In [None]:
import gzip
import json
import numpy as np
import matplotlib.pyplot as plt
from sklearn.model_selection import train_test_split
from sklearn.feature_extraction.text import CountVectorizer
from sklearn.neural_network import MLPClassifier
from sklearn.model_selection import GridSearchCV
from sklearn.metrics import plot_confusion_matrix
from sklearn.metrics import classification_report
from sklearn.metrics import plot_confusion_matrix

# 1 Dataset Preparation & Analysis

### 1.2 Dataset Loading

In [None]:
file = gzip.open('goemotions.json.gz')
json_file = json.load(file)

### 1.3 Posts, Labels Extraction and Plots

In [None]:
emotions = np.array([])
sentiments = np.array([])
posts = np.array([1])
json_file = np.asarray(json_file)

posts = json_file[:,0]
emotions = json_file[:,1]
sentiments = json_file[:,2]

In [None]:
plt.rcParams["figure.figsize"] = [7.50, 3.50]
plt.rcParams["figure.autolayout"] = True
fig = plt.figure()
plt.hist(emotions, bins=range(29), align="left", ec="white")
plt.xticks(rotation=45, ha="right")
plt.ylabel("number of posts")
plt.title("Distribution of the Emotion Label")
plt.savefig("emotion.pdf", format="pdf")
plt.show()
plt.ylabel("number of posts")
plt.hist(sentiments, bins=range(5), align="left", ec="white")
plt.title("Distribution of the Sentiment Label")
plt.savefig("sentiment.pdf", format="pdf")
plt.show()

# 2 Words as Features

#### Vectorizer
Extracts all the tokens from each post and returns a term matrix.

In [None]:
vectorizer = CountVectorizer()

In [None]:
text_dataset = vectorizer.fit_transform(posts)

#### Data Preparation

In [None]:
sentiments_vectorizer = CountVectorizer()
sentiments_vectorizer.fit_transform(sentiments)

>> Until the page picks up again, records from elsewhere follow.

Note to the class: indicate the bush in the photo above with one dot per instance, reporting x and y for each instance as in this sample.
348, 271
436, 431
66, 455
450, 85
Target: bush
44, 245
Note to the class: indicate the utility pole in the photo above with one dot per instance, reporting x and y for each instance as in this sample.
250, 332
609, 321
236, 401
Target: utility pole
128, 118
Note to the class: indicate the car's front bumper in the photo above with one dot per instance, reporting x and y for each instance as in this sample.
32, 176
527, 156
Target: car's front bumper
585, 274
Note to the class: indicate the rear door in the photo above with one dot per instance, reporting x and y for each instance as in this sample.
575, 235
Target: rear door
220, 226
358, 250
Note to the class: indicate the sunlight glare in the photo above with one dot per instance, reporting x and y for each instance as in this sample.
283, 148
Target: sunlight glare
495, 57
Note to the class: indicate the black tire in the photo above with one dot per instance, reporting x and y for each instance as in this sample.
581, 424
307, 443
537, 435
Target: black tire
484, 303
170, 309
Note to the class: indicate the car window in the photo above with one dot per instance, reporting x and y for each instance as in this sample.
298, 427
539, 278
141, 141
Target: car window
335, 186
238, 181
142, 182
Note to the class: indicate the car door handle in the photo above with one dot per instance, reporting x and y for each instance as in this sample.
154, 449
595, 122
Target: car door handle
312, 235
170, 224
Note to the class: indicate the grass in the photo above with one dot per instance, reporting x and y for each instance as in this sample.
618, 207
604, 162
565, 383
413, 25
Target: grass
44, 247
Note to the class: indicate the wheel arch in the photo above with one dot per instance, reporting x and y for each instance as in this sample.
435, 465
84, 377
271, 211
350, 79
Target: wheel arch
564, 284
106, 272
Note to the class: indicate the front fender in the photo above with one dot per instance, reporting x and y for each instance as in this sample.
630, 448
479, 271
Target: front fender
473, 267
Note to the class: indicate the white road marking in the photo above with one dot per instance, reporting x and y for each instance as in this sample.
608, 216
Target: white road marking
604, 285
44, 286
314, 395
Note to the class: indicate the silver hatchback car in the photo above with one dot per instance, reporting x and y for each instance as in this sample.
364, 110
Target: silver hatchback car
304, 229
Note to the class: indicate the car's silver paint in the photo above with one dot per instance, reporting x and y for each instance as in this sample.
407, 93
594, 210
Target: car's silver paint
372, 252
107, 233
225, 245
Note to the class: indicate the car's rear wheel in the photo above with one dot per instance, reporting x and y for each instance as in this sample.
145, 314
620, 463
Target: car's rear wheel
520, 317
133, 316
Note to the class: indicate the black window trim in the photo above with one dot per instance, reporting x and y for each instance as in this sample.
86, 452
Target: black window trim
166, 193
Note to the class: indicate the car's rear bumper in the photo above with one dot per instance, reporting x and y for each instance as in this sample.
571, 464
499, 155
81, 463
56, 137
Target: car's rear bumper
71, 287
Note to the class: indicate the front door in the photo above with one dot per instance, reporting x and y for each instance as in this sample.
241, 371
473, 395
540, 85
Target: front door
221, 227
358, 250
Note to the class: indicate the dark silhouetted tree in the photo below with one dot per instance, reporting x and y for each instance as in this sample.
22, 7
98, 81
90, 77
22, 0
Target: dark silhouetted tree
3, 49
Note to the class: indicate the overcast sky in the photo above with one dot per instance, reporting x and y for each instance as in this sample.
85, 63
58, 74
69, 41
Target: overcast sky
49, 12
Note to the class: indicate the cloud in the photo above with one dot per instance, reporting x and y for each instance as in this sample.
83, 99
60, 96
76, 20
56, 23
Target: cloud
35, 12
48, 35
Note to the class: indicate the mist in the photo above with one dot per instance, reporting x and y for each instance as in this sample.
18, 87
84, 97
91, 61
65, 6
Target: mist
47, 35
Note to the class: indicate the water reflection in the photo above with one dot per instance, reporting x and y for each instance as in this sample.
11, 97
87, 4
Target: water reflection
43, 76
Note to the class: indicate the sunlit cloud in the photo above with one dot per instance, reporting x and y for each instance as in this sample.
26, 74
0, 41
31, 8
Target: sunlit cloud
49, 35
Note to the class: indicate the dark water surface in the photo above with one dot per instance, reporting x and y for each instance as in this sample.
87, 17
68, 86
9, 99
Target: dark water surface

emotions_vectorizer = CountVectorizer()
emotions_vectorizer.fit_transform(emotions)

#### Labels to Integers Conversion and Data Splitting

`posts_train`/`test` training and testing sets for the inputs  
`emotions_train`/`test` training and testing sets for the emotion labels  
`sentiments_train`/`test` training and testing sets for the sentiment labels

In [None]:
sentiments_index = np.asarray(list(map(lambda s: sentiments_vectorizer.vocabulary_[s], sentiments)))
emotions_index = np.asarray(list(map(lambda e: emotions_vectorizer.vocabulary_[e], emotions)))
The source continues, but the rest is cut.